Das war auch die These von Eric Hoffer's The Ordeal of Change - Die Angst vor dem Neuen,** die man mit der Eifersucht und der Rache der Schriftgelehrten zusammenfassen könnte. Es ist ein wenig wie die Reporteritis: Reporter berichten über wichtige Ereignisse und kommen dabei leicht in die Lage, sich selbst als bedeutend zu sehen, die für die wichtigen Ereignisse selbst wichtig sind. Nur verrückte Kulturen gestatten freilich, daß das passiert.
Es ging im Endeffekt darum, Bildung als Autobahn zu Wohlstand und Macht zu sehen. Das Ausbildungsdiplom sollte das liefern, was früher die Zugehörigkeit zum Adel garantierte. Gleichzeitig blieb höhere Bildung und Ausbildung mit den klassischen und literarischen Disziplinen verbunden, die man als die angemessene Vorbereitung für die klassischen Berufe ansah. Diese Bildungsberufe haben ihr traditionelles Prestige mehr oder weniger bewahrt. Im Gegenzug wurden dadurch kaufmännische Berufe und die ganze Reihe neuer Berufe abgelehnt und wenig geschätzt, so daß der Druck in Richtung Recht, Medizin, klerikaler und militärischer sowie verwaltungstechnischer Berufe gleichblieb oder sogar anstieg ... 
Diese Situation hat Deutsche in höheren Positionen beunruhigt. Schon im Jahre 1809 hatte Wilhelm von Humboldt den König davor gewarnt, zu viele Männer auszubilden, um dann feststellen zu müssen, daß der Staat unter dem moralischen Druck steht, diese auch in seine Dienste nehmen zu müssen ...
Viele Kritiker des bestehenden Gymnasial-Curriculums meinen, daß dessen Ausrichtung auf ein Studium der Klassischen Studien deshalb wenig klug ist, weil es Graduierte produziert, die jeder praktischen Tätigkeit eine Absage erteilen. Das behindert zum einen die Entwicklung der Wirtschaft des Landes, und steigert zum anderen die Zahl derer, die sich um Positionen beim Staat bewerben. 
Deshalb hat der liberale Reformer des Bildungswesens, Ignaz Heinrich von Wessenberg, schon 1835 geschrieben: "Die Konzentration auf klassische Studien gehört ohne jeden Zweifel zu den schwersten schädlichen Faktoren, die sozialen Zustände betreffend. Denn auf der einen Hand zieht es viele Mitglieder von den produktiven Klassen ab, füllt auf der anderen die Gesellschaft mit Leuten an, die Ansprüche auf Positionen im öffentlichen Dienst erheben, die nicht ohne Nachteile für die gesamte Gesellschaft erfüllbar sind. Denn einer großen Zahl dieser Aspiranten fehlt es an der wahren Eignung für das Beamtentum." 
Die Lage heute ist durch die Einführung von Quoten gemäß rassischer, geschlechterbezogener und auf sexuelle Neigungen bezogener Kriterien bei der Erwerbung von "Bildungsdekreten" noch deutlich schlechter geworden, wo die Fähigkeiten der Quotenleute im Durchschnitt schlechter sind. Bildungsdekrete sind kaum mehr als ein Stück Papier, wie die Erfahrung zeigt, das deren Besitzer aber zeigt, daß er besser ist als es der Wirklichkeit entspricht. Wenn die Anerkennung, die den Dekretbesitzern als Anspruch zugesprochen wird, sich aber dann nicht verwirklichen, entstehen schlechte Gefühle.

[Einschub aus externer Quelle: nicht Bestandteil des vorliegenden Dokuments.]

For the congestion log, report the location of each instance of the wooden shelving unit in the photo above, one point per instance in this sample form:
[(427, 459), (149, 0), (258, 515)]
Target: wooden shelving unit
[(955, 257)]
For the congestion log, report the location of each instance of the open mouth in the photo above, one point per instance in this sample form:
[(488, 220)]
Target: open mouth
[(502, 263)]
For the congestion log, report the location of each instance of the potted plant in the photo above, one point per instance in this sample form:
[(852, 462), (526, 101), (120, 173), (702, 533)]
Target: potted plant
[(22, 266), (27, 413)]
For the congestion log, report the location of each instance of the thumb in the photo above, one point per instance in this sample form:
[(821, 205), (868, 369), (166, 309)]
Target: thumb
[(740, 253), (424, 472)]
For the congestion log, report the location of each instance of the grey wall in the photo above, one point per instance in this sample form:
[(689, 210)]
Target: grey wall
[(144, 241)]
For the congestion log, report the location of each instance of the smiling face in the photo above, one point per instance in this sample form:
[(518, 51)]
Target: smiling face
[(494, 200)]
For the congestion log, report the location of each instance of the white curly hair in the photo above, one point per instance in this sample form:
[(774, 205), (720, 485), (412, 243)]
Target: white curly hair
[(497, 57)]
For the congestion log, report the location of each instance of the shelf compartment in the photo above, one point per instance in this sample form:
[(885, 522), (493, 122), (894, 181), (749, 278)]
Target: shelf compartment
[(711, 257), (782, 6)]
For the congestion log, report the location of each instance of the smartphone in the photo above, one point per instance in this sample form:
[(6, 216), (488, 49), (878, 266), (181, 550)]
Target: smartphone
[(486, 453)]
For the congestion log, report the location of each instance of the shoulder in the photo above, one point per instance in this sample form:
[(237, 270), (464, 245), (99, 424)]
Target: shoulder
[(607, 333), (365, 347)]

Hoffer schreibt, daß nachdem die Pest eine beträchtliche Zahl der Bevölkerung hinweggerafft hatte, einschließlich der Hälfte der europäischen Priester, "eine große Gruppe von nicht-klerikalen Lehrern, Studenten, Gelehrten und Schriftstellern entstand, die nicht mehr Mitglieder einer klar als solche gekennzeichneten privilegierten Klasse waren, und deren soziale Nützlichkeit keineswegs selbstevident war."

Nach wie vor blieb die Macht in den Händen der "handlungsfähigen Männer", und der "Intellektuelle wurde wie ein armer Verwandter behandelt, der die Krumen aufzulesen hatte, die vom Tisch fielen." Selbst "wenn seine Außergewöhnlichkeit anerkannt wird, fühlt er sich dennoch nicht der Elite zugehörig." 
Jeder Stich läßt aber das Pferd ausschlagen
Das ist der Grund, warum der Intellektuelle "auf jeden Hauch eines Reformationsvorhabens angesprungen ist, und zwar bis hin zur letzten nationalistischen oder sozialistischen Bewegung." Nach einem erfolgten Aufstand werden sie aber von anderen starken Männern wieder aus diesen Bewegungen entfernt und "in der Kälte stehen gelassen", denn Intellektuelle sind selten auch Führungspersönlichkeiten.
In Asien und Afrika führte das weitreichende Vordringen der Buchgelehrsamkeit nach westlichem Vorbild zum Aufstieg einer großen Zahl einzelgängerischer Männer des Wortes. Ihre Suche nach einem bedeutenden und nützlichen Leben führte sie - genau wie bei ihren Pendants in Europa - zur Propagierung sozialistischer und nationalistischer Bewegungen.
Hoffer zeigt, wie hebräische Schriftgelehrte und Lehrer, nachdem sie nach der Babylonischen Gefangenschaft in die oberen Schichten vorgestoßen waren, "ihre Vorliebe für die Massen schlagartig aufgaben. Sie schufen sogar ein Wort für den einfachen Bürger, "am-ha-aretz" [ungefähr "Bedauernswerter", "Elender"], ein Begriff, der Spott und Verachtung zum Ausdruck bringt. Soger der an sich sehr freundliche Hillel lehrte, daß "kein am-ha-aretz fromm sein kann." Das findet sich aber nicht nur in der hebräischen Kultur, wie aktuelle Erfahrungen belegen.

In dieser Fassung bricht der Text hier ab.